Bar à l’aïoli

sea bass aioli2Sea bass, variously known in France as bar (in the north) and loup (in the south), is highly prized because of its delicate flavor and succulent flesh. It is often grilled with fennel stalks over grapevine cuttings during barbecue season. At other times of year, it may be oven-roasted and served with aïoli, southern France’s garlicky take on homemade mayonnaise. Surround it with vegetables, and you have a ready-made main course.

Bar à l’aïoli / Sea bass with garlic mayonnaise

This dish is a variation on le grand aïoli, another full course meal with vegetables and fish, generally cod, as well as eggs, olives, tomatoes and chick peas. Both of these dishes may be served warm or at room temperature, but personally I prefer my sea bass nice and hot. Total cooking time is about half an hour. In the recipe, I also explain how to bone and fillet a fish, French-style. No video on this yet, but maybe one of these days…

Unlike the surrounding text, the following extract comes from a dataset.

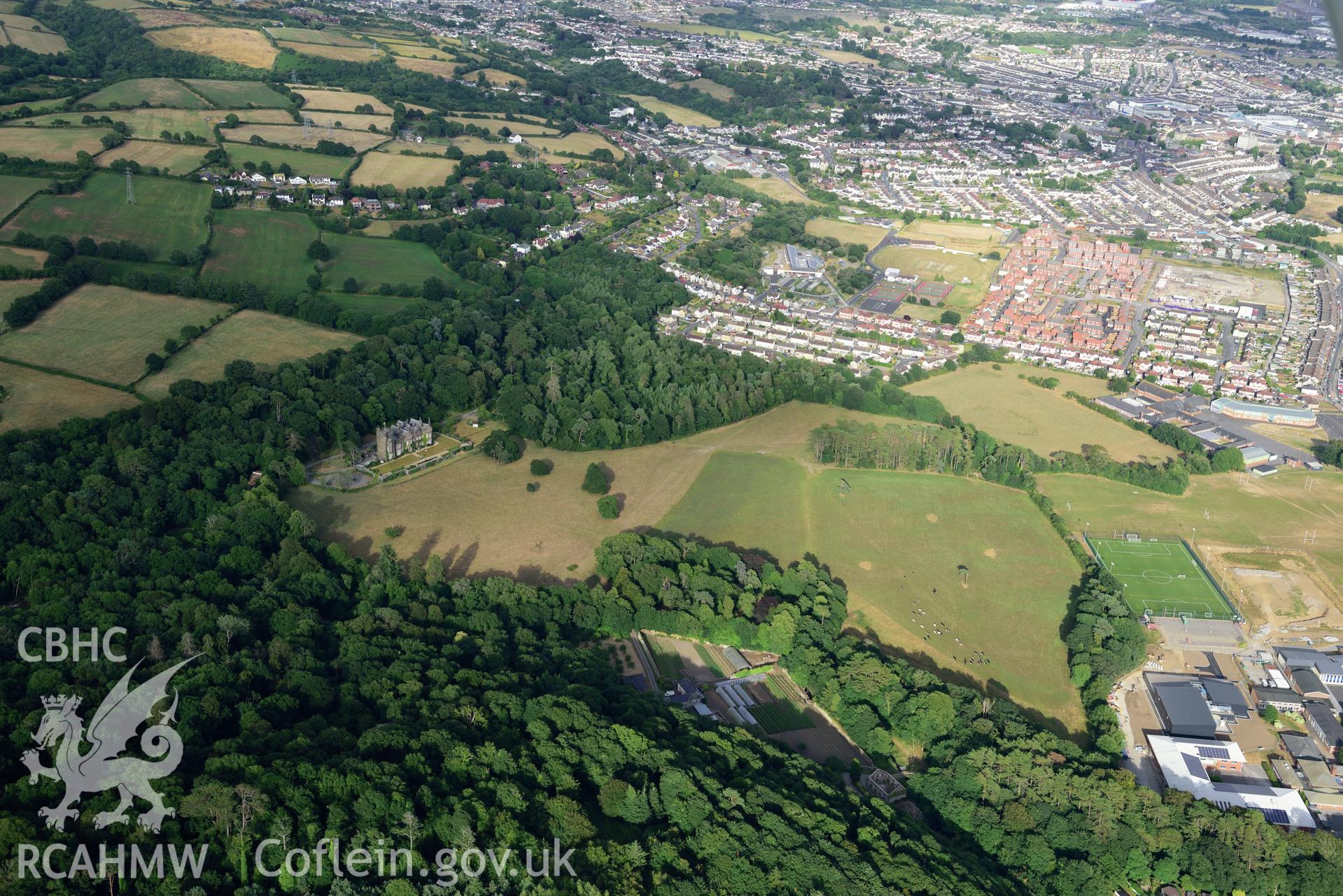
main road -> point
(1333, 423)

Meantime, I had dinner last night with a couple of visiting American friends at one of my favorite restaurants, Le Repaire de Cartouche, where the chef Rodolphe Paquin has just redecorated. Imagine my surprise when my friend Bob announced he had become a vegan. He’s an athletic all-American type guy from Iowa. Never imagined he’d give up meat, fish, eggs, butter, cream and cheese — rather a challenge when dining out in France. As it turned out, it was not a problem. He chose white asparagus with truffle oil. When the food arrived, his asparagus was so thick that two spears filled an entire plate, each more than an inch (2.5 cm) in diameter! The spears were sprinkled with finely chopped black olives and shallots, and bathed in the truffle oil. I had a taste — quite delicious.

Site news: With the advent of spring, I have updated the Everyday Menus for omnivores, vegetarians and vegans, and will continue with the Weekend Menus over the next couple of days. We’ve been having alternately sunny days and rainy days here in Paris, but it’s generally been a beautiful spring. As they say in France, ‘En mai, fais ce qu’il te plaît‘ (‘In May, do as you please’). One of the reasons I love this country. Happy cooking!